The hotel staff offers me cigarettes before I enter the room. Inside, a man and a woman hold hands on a revolving platform that spirals upwards. They wave to the crowd, the majority of whom are talking loudly to one another or playing on their phones. The host speaks into the microphone and attempts to project his voice over the cheesy love songs that are blaring through the speakers. Bubbles are released into the air only to be upstaged by heart shaped confetti. An old man comes out with his faced painted, dressed like a joker from the royal court. He holds a bottle of liquor, takes a swig and the audience cheers. Food arrives at the table and we begin to eat and drink. If it weren’t for the white wedding dress the woman is wearing, I would have almost forgotten she is a bride. Here in China, weddings are a fusion (or confusion?) of eastern and western tradition. It might be called a “wedding”, but I swear it’s really a Las Vegas show.
You don’t need to buy a ticket to this showcase of love, but you should put money in a red envelope called “hong bao.” It’s Wedding Etiquette 101 that Chinese prefer cash, not presents. This money goes towards paying for the tuxedo and wedding dress rented for the occasion. Hong bao also helps hire the emcee. He performs the duties of a preacher except he doesn’t hold a Bible and or make any religious references. Dress code? Please wear clothes. RSVP? Well, that’s French. I got my invitation thirty minutes beforehand.

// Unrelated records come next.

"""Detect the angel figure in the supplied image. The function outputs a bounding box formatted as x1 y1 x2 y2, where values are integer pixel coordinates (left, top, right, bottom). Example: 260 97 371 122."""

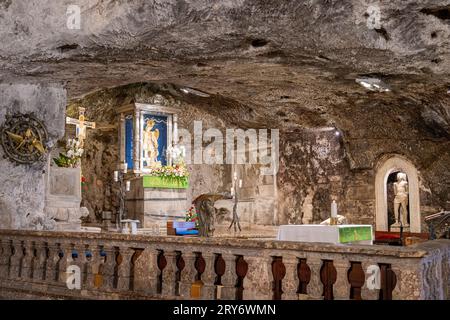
143 119 160 167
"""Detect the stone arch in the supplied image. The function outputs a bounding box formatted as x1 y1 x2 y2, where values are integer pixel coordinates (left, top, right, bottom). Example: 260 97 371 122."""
375 155 421 233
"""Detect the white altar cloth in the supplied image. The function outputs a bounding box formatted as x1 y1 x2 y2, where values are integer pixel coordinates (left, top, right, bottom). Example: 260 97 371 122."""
277 224 373 245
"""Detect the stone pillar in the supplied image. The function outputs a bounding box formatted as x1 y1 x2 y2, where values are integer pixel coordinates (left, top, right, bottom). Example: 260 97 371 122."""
0 239 12 279
81 247 96 290
33 241 47 281
134 247 159 295
221 253 237 300
201 252 216 300
21 240 34 279
133 109 141 172
58 244 74 286
101 246 116 291
117 247 134 291
281 255 299 300
118 113 125 163
306 256 323 299
43 244 63 282
243 256 273 300
361 260 380 300
180 252 196 299
162 250 177 298
172 114 178 147
9 240 23 280
333 257 351 300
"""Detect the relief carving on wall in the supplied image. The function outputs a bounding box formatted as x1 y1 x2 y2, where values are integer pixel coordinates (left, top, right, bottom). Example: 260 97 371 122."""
0 113 48 164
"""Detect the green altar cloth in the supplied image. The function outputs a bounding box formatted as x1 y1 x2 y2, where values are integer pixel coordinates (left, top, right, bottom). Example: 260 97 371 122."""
142 176 189 189
339 226 372 243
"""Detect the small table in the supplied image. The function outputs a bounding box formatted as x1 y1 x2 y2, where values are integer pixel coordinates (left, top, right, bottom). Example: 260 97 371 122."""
277 224 373 245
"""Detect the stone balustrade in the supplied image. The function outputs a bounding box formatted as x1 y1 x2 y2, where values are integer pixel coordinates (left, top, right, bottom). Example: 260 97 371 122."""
0 230 450 300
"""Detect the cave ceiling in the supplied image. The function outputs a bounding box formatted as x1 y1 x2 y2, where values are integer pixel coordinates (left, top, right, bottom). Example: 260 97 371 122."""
0 0 450 140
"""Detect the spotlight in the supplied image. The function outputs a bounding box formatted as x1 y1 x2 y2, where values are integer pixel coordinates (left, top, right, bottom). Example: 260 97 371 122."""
355 78 391 92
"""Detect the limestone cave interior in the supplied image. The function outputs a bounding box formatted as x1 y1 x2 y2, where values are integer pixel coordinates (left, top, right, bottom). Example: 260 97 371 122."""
0 0 450 299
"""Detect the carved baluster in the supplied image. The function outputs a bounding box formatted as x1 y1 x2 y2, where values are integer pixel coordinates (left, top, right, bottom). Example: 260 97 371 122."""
33 241 47 281
58 244 74 286
272 257 286 300
82 245 96 289
243 256 273 300
175 251 185 296
91 246 105 289
379 263 397 300
282 255 299 300
348 262 366 300
45 244 62 282
9 240 23 279
320 260 337 300
361 260 380 300
0 239 12 279
161 250 177 298
134 248 159 295
221 254 237 300
297 259 311 299
201 252 216 300
306 256 323 299
117 247 134 291
21 240 34 279
101 246 117 291
333 258 351 300
235 256 248 300
180 252 196 299
214 254 226 300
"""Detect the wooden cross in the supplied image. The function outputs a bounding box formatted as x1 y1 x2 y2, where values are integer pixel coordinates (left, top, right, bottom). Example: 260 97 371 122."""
66 107 95 143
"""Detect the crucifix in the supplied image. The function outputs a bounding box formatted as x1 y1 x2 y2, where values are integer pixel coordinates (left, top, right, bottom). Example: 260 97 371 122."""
228 171 242 232
66 107 95 144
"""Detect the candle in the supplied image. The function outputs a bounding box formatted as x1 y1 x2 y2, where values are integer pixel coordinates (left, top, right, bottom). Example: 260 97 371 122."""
331 200 337 218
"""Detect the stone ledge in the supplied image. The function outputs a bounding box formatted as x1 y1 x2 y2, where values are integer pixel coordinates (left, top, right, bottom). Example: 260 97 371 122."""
0 230 442 258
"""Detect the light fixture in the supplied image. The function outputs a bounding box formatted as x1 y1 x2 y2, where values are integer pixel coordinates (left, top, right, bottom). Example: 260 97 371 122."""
180 87 209 98
355 78 391 92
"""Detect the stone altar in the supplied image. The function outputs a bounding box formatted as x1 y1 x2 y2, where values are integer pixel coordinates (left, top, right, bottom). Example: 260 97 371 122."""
126 176 189 228
44 164 89 231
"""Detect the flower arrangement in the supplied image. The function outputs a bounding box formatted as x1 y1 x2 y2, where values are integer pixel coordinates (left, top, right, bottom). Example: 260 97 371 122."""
148 165 189 182
186 206 198 228
53 138 84 168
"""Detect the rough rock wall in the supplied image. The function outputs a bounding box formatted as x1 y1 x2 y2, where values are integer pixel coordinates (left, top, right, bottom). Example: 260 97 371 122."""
0 83 66 229
69 83 450 230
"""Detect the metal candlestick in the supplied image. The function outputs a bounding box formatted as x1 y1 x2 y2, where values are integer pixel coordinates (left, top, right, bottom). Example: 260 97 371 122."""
228 172 242 232
114 163 130 230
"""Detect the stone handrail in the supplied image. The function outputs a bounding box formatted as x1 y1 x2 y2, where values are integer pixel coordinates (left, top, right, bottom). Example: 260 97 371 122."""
0 230 450 300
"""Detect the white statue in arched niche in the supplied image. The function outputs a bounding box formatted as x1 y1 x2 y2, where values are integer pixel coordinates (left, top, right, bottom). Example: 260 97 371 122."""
392 172 409 227
375 155 421 232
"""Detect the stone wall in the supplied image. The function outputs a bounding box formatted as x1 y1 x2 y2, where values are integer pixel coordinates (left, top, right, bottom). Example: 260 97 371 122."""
68 83 450 231
0 83 66 229
0 230 450 300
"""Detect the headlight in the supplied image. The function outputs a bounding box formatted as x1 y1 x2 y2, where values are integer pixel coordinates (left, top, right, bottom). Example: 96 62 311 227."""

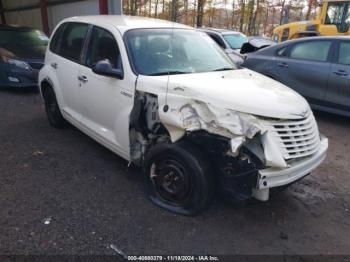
3 57 30 70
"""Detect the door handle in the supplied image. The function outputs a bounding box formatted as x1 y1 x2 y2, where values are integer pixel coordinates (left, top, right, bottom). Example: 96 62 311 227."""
51 63 58 69
277 63 288 67
333 70 348 76
78 76 88 83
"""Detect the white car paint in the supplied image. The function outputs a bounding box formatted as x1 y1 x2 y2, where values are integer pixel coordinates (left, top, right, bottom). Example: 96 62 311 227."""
39 16 328 205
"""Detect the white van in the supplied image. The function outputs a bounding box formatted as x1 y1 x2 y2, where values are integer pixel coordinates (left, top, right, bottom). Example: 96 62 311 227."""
39 16 328 215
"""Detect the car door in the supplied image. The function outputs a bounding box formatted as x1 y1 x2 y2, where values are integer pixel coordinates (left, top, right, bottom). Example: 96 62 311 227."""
47 23 89 120
273 40 332 104
79 26 136 157
326 41 350 111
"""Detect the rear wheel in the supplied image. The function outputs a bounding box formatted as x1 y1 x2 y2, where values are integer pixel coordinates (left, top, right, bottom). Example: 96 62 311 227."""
144 142 212 215
43 87 68 128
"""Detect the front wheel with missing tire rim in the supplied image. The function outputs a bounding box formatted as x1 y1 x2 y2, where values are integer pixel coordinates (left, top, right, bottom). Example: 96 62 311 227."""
144 141 212 215
43 87 68 128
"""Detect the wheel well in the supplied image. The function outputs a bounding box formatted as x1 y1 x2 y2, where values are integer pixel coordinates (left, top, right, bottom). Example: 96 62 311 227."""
40 80 52 97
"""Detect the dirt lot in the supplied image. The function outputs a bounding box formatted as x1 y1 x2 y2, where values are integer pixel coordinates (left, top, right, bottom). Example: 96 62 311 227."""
0 90 350 255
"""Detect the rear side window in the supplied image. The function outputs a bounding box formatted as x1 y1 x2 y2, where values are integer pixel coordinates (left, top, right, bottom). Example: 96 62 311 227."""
50 23 67 54
338 42 350 65
59 23 89 62
85 26 122 69
290 41 331 62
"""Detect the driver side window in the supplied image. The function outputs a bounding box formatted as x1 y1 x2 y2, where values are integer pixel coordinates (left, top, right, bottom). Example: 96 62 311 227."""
85 26 122 69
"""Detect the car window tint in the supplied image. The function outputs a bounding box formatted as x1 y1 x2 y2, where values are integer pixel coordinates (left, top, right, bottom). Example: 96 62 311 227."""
338 42 350 65
277 47 287 56
281 28 289 42
60 23 88 62
50 23 67 53
290 41 331 61
85 27 122 69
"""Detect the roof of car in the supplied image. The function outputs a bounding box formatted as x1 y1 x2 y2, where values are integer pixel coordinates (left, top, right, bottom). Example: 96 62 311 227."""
63 15 192 33
198 28 243 35
0 24 33 31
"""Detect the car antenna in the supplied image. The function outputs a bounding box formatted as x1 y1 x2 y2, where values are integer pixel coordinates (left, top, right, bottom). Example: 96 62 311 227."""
163 21 175 113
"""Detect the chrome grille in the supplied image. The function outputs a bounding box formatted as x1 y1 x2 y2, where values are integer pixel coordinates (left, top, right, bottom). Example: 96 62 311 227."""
266 112 320 160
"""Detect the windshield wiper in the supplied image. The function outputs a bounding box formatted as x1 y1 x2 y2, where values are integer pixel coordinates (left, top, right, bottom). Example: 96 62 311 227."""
149 71 190 76
212 67 234 72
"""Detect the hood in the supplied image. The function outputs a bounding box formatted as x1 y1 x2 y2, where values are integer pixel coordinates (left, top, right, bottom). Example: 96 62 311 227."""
1 45 46 61
137 69 310 119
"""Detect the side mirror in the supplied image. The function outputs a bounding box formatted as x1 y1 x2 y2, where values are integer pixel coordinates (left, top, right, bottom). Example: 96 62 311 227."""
92 60 124 79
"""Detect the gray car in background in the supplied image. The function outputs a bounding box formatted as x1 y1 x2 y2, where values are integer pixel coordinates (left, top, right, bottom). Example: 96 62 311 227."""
242 37 350 116
0 25 49 88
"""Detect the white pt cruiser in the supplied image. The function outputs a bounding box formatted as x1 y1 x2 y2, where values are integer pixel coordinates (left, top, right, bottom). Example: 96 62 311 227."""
39 16 328 215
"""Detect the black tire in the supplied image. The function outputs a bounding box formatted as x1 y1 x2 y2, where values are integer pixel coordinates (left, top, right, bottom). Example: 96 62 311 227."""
43 87 68 129
144 141 213 216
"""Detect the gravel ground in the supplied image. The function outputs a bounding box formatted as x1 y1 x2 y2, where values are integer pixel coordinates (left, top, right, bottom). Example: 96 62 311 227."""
0 90 350 255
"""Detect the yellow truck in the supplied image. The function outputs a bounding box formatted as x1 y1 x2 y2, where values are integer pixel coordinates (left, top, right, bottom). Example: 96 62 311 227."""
273 0 350 42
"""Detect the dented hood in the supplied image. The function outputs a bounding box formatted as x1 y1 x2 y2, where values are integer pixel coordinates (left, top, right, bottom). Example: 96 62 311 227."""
137 69 309 119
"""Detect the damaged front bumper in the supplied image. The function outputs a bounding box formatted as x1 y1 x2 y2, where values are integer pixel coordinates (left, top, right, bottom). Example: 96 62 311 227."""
253 137 328 201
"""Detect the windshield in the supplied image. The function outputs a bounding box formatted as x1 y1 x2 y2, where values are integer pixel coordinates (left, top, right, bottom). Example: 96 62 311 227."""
223 34 248 49
0 30 48 48
125 29 236 75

The climax of the event is the exchanging of vows. Love is professed and filial piety is expressed to both the bride and groom’s parents. The entire wedding goes by in a flash since the ceremony and reception occur simultaneously. So if you want to have a drink with the funny old man, AKA father of the bride, you’d better hurry before the bottle runs dry. Because when it does, the curtain closes and THAT’S ALL FOLKS!